Cette loi va permettre de faire sauter toute une série de verrous à la construction, tout en permettant de respecter les personnes, leur cadre de vie et l’environnement. La loi touche à de très nombreux domaines et propose dans chacun d’eux soit des adaptations, soit des innovations qui vont changer en profondeur le secteur de l’immobilier et de l’urbanisme.

Ces dispositions dynamiseront la construction, ce qui est indispensable compte tenu du nombre de mal-logés. Ces mesures seront aussi un atout dans la mesure où elles participeront au redémarrage de notre économie en développant des biens utiles, tant socialement qu’écologiquement, par la construction de logements mieux isolés, donc moins énergivores et rejetant moins de gaz à effet de serre.

La première innovation qui nous paraît essentielle est l’encadrement des loyers dans les zones de forte tension. Les hausses spéculatives de ces quinze dernières années ont conduit à des niveaux de loyers et à un prix de l’immobilier qui rendent inaccessibles certaines zones à la grande majorité des ménages. Il est donc indispensable que la puissance publique intervienne pour redonner un peu de raison au marché de l’immobilier.
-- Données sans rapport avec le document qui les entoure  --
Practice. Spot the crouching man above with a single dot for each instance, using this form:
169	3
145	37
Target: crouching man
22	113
Il faut observer que l’encadrement reste relativement modeste, contrairement à ce que certains prétendent.

La seconde grande nouveauté est la création d’une garantie universelle des loyers, avec les mesures qui l’accompagnent. Ce dispositif, attendu de longue date, permet de s’attaquer à deux problèmes essentiels qui sont en grande partie à l’origine du manque de logements dans notre pays : d’une part, la crainte de certains propriétaires de ne pas percevoir les loyers régulièrement ou même de ne pas être payés et, d’autre part, l’accumulation d’impayés de loyers qui conduit au surendettement – c’est pourquoi des mesures spécifiques sont prévues afin de détecter plus rapidement les retards de paiement.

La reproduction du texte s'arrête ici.